Os deputados de todos os grupos parlamentares aprovaram por unanimidade, esta sexta-feira, o projeto de resolução que concede honras de Panteão Nacional aos restos mortais de Eusébio.

«Conceder honras de Panteão Nacional aos restos mortais de Eusébio da Silva Ferreira, homenageando o símbolo nacional, o homem solidário o futebolista e o desportista excecional, evocando o seu estatuto de verdadeiro marco na divulgação e na globalização da imagem e da importância de Portugal no Mundo», lê-se no documento.

O texto prevê a constituição de «um grupo de trabalho, composto por representantes de cada grupo parlamentar com a incumbência de determinar a data, definir e orientar o programa da trasladação, em articulação com as entidades públicas e demais instituições envolvidas, bem como os seus familiares próximos».

A esmagadora maioria dos deputados aplaudiu a aprovação aquando da votação, com a parlamentar independente do PS Isabel Moreira a ovacionar de pé.

«Buscava o golo mais que golo/Só palavra/Abstração/Ponto no espaço/Teorema/Despido do supérfluo/rematava/E então não era golo/era poema», declamou o deputado socialista Ramos Preto, citando o poema do histórico militante do PS Manuel Alegre.

O social-democrata Duarte Marques destacou que o atleta, nascido em 25 de janeiro de 1942 na então Lourenço Marques (atual Maputo) e que se notabilizou ao serviço do Benfica e da seleção portuguesa de futebol, «foi sempre símbolo de união e de fairplay (desportivismo)», sendo um «exemplo para a Comunidade de Países de Língua Portuguesa e para a cultura lusófona».

«A iniciativa, sendo de todos, não é apócrifa (sem assinatura)», lembrou o democrata-cristão Telmo Correia, autor da primeira versão do texto, antes de citar Camões para justificar a trasladação dos restos mortais do desportista: aqueles que «se vão da Lei da morte libertando», tornando-se imortais.
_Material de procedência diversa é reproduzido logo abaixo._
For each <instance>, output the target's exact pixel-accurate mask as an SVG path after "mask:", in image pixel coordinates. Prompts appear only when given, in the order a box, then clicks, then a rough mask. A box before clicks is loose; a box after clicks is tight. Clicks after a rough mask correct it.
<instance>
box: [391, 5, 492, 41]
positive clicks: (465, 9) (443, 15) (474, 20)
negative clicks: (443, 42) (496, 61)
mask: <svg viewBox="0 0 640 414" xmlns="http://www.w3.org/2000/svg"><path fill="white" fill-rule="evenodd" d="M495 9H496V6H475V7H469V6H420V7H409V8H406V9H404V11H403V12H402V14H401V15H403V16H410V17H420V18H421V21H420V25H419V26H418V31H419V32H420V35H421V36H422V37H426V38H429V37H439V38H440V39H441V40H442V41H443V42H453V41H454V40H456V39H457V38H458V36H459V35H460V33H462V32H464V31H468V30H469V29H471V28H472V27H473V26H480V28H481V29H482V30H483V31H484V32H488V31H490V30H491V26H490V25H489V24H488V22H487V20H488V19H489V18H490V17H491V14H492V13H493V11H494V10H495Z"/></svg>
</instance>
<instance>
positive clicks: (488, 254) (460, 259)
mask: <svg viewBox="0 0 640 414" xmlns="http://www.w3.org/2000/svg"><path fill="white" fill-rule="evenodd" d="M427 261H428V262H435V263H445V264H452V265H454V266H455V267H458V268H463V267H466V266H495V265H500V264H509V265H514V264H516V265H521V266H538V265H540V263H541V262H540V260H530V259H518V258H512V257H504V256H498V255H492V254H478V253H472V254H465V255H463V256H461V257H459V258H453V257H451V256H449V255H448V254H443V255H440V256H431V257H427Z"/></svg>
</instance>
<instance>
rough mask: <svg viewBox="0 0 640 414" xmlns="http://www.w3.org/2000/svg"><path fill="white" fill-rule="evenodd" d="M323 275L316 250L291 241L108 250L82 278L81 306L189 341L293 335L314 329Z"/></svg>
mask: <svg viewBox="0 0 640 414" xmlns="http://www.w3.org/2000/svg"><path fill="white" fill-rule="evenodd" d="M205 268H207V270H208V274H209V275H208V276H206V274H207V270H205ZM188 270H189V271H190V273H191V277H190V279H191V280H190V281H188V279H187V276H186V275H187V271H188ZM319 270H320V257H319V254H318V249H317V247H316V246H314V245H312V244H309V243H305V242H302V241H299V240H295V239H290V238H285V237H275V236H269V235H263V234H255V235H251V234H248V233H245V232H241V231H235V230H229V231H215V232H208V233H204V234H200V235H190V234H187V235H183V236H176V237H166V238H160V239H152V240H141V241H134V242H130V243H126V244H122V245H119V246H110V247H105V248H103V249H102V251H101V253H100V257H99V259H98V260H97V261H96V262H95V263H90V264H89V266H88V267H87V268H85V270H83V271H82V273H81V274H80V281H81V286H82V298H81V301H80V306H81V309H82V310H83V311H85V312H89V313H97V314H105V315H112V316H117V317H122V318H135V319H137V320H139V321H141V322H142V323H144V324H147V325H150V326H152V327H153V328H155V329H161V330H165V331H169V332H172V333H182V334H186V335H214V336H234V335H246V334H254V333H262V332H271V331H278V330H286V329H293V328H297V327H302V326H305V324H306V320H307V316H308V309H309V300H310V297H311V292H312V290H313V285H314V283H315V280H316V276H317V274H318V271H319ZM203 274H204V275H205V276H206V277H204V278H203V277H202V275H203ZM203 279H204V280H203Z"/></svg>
O líder parlamentar do PCP, João Oliveira, referiu que a resolução «da Assembleia da República corresponde ao reconhecimento e à identificação do povo português para com Eusébio, futebolista genial e símbolo maior do desporto nacional», enquanto o seu homólogo do BE, Pedro Filipe Soares, lembrou que «a decisão de o tornar herói nacional» não pode ser tomada pelo parlamento, pois «ela já está tomada» pelo país.

«O Pantera Negra deu muito ao Benfica, mas também deu muito à seleção nacional e ao país, sendo difícil contabilizar os pontos que deu ao país ao longo da sua vida», afirmou o deputado ecologista José Luís Ferreira.

A poetisa Sophia de Mello Breyner Andresen foi a última personalidade portuguesa a merecer honras de Panteão Nacional por proposta de PSD e PS que obteve unanimidade em fevereiro de 2014, tendo a cerimónia decorrido em julho.

Eusébio da Silva Ferreira, para muitos o melhor futebolista português de sempre, morreu na madrugada de 05 de janeiro de 2014, aos 71 anos, vítima de paragem cardiorrespiratória.

Também carinhosamente tratado por «King», foi eleito o melhor jogador do mundo em 1965 e conquistou duas Botas de Ouro (1967/68 e 1972/73).

No Mundial de 1966, disputado em Inglaterra, foi considerado o melhor jogador da competição, na qual foi o melhor marcador, com nove golos, com a «seleção das quinas» a classificar-se no terceiro lugar.